“My conscience compels me to make the following declaration. In the solitude of my prison cell I have come to the bitter recognition that I have sinned gravely against humanity. As Commandant of Auschwitz I was responsible for carrying out part of the cruel plans of the "Third Reich" for human destruction. In so doing I have inflicted terrible wounds on humanity. I caused unspeakable suffering for the Polish people in particular. I am to pay for this with my life. May the Lord God forgive one day what I have done. I ask the Polish people for forgiveness. In Polish prisons I experienced for the first time what human kindness is. Despite all that has happened I have experienced humane treatment which I could never have expected, and which has deeply shamed me.
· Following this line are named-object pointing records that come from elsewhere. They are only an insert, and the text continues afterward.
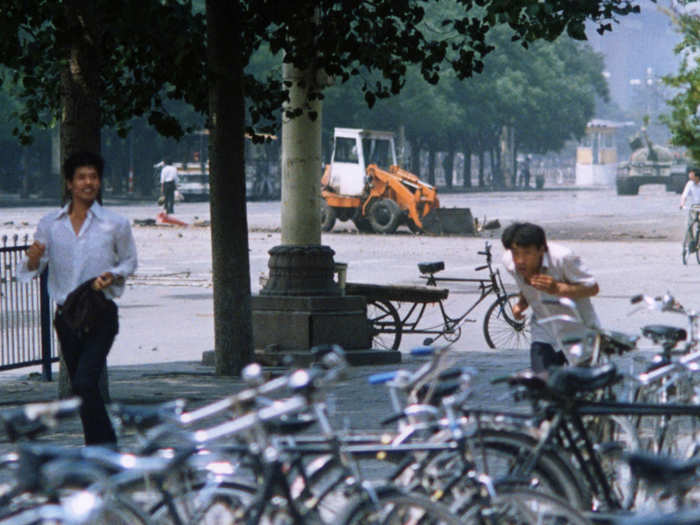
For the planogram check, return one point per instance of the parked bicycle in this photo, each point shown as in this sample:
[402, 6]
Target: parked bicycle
[388, 320]
[692, 236]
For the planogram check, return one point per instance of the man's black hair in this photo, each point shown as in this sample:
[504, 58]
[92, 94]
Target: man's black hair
[77, 160]
[523, 234]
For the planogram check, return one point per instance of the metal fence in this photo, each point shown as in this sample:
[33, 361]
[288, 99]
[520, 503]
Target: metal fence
[26, 337]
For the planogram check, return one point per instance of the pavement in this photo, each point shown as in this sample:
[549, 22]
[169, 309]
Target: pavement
[354, 403]
[166, 314]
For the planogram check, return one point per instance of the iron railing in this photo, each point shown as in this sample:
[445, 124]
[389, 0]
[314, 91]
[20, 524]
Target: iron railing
[26, 338]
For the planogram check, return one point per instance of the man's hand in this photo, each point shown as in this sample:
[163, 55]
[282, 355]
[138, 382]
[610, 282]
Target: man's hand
[34, 254]
[545, 283]
[519, 310]
[103, 281]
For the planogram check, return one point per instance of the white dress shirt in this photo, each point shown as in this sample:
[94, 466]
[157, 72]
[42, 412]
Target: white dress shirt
[168, 173]
[563, 265]
[104, 244]
[691, 193]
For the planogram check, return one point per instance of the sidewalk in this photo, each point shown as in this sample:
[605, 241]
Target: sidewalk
[354, 403]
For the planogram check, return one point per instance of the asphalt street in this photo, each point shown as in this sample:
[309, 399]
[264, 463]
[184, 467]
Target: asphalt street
[631, 244]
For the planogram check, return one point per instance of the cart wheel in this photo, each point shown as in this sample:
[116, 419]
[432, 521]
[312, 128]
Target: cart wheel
[501, 329]
[385, 324]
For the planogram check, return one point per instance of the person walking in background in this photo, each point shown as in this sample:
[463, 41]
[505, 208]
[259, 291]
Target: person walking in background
[88, 250]
[691, 195]
[544, 271]
[168, 179]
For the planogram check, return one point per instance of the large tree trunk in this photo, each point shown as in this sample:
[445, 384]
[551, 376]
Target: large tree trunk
[80, 101]
[431, 166]
[482, 182]
[80, 81]
[467, 168]
[449, 165]
[415, 158]
[233, 330]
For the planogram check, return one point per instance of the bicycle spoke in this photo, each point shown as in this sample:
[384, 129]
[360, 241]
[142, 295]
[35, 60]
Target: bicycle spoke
[502, 330]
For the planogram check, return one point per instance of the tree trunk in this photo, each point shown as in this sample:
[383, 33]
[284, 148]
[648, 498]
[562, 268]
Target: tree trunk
[80, 81]
[233, 330]
[431, 166]
[449, 165]
[415, 159]
[482, 182]
[80, 102]
[467, 168]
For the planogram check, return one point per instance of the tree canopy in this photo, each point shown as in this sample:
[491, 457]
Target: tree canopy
[153, 52]
[684, 119]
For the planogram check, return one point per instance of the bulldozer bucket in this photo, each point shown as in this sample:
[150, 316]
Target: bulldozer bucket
[442, 221]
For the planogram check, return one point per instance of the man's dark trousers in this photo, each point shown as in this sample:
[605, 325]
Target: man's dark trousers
[543, 356]
[85, 358]
[169, 191]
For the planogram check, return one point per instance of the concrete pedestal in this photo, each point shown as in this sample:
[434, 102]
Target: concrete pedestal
[291, 325]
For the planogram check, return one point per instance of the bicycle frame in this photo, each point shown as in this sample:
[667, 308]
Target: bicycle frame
[566, 421]
[450, 325]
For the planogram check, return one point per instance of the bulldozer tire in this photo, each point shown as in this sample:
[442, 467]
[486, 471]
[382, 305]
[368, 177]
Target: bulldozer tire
[328, 216]
[627, 187]
[413, 226]
[362, 225]
[384, 216]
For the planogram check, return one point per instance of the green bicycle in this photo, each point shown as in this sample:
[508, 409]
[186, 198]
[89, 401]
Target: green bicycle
[691, 240]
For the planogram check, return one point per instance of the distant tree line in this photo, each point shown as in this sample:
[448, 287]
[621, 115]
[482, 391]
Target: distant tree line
[543, 96]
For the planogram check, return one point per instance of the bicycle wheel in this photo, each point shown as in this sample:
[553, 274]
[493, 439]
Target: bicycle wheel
[616, 434]
[501, 329]
[522, 506]
[695, 231]
[385, 324]
[507, 454]
[688, 240]
[390, 506]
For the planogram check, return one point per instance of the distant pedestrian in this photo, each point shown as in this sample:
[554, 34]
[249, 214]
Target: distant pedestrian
[168, 180]
[543, 271]
[691, 195]
[89, 252]
[526, 172]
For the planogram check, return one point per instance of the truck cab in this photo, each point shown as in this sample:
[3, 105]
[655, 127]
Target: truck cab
[353, 151]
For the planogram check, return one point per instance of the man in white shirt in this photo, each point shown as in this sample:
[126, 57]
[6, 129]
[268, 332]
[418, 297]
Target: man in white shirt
[544, 271]
[84, 242]
[168, 179]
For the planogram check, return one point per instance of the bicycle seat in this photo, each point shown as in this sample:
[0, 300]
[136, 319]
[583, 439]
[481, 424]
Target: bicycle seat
[144, 417]
[432, 267]
[569, 380]
[613, 342]
[291, 424]
[661, 470]
[442, 389]
[661, 332]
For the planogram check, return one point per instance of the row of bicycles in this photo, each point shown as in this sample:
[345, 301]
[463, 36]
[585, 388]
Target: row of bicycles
[580, 445]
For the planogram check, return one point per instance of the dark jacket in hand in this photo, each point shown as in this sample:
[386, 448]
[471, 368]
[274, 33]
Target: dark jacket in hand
[84, 309]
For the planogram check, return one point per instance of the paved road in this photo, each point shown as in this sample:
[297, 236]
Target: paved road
[630, 243]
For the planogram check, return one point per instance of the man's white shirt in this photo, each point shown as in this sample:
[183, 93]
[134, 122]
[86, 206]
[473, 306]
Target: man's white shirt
[168, 173]
[105, 243]
[563, 265]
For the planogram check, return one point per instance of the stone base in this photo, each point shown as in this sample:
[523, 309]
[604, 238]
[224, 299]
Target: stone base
[288, 360]
[296, 323]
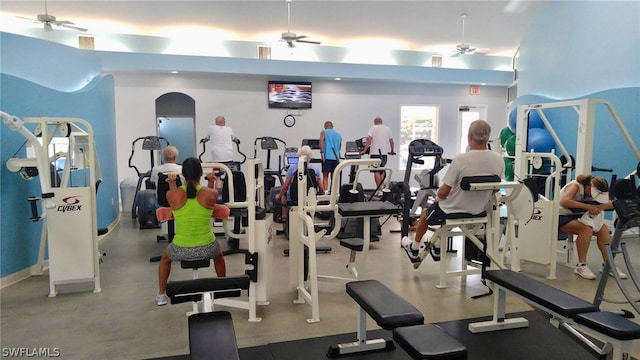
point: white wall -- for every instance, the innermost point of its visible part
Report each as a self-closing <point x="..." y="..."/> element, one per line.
<point x="352" y="107"/>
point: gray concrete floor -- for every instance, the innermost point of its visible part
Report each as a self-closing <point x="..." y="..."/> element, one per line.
<point x="123" y="321"/>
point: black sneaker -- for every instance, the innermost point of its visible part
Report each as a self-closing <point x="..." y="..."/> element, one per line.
<point x="435" y="253"/>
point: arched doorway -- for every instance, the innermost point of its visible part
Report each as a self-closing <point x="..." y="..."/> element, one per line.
<point x="175" y="121"/>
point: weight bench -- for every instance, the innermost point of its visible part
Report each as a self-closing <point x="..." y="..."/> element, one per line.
<point x="212" y="336"/>
<point x="392" y="312"/>
<point x="567" y="312"/>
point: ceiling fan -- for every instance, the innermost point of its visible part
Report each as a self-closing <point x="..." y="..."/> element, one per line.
<point x="290" y="37"/>
<point x="49" y="20"/>
<point x="464" y="48"/>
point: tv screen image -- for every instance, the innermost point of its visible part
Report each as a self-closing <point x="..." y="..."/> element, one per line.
<point x="289" y="95"/>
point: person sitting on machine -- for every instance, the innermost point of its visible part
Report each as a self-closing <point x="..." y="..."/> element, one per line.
<point x="450" y="198"/>
<point x="582" y="205"/>
<point x="192" y="206"/>
<point x="285" y="190"/>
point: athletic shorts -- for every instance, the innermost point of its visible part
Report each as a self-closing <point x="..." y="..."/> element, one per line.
<point x="383" y="160"/>
<point x="180" y="253"/>
<point x="328" y="166"/>
<point x="435" y="214"/>
<point x="565" y="219"/>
May the facts which are now coming out about the horrible crimes against humanity make the repetition of such cruel acts impossible for all time.”
Obersturmbannführer Rudolf Franz Ferdinand Höss (also Höß, Hoeß or
Hoess) (25 November 1901 – 16 April 1947) was a Nazi lieutenant colonel in the
Schutzstaffel (SS) and the longest serving commandant of Auschwitz
concentration camp in World War II. He tested and carried into effect various
methods to accelerate Hitler's plan to exterminate the Jewish population of
Nazi-occupied Europe through genocide known as the Final Solution. Höss
introduced pesticide Zyklon B containing hydrogen cyanide to the killing
process, thereby allowing soldiers at Auschwitz to murder 2,000 people every
hour. He created the largest installation for the continuous annihilation of
human beings ever known.
Höss joined the Nazi Party in 1922 and the SS in 1934. From 4 May 1940
to November 1943, and again from 8 May 1944 to 18 January 1945 he was in charge
of Auschwitz where more than a million people were killed before the defeat of
Germany. He was hanged in 1947 following a trial in Warsaw.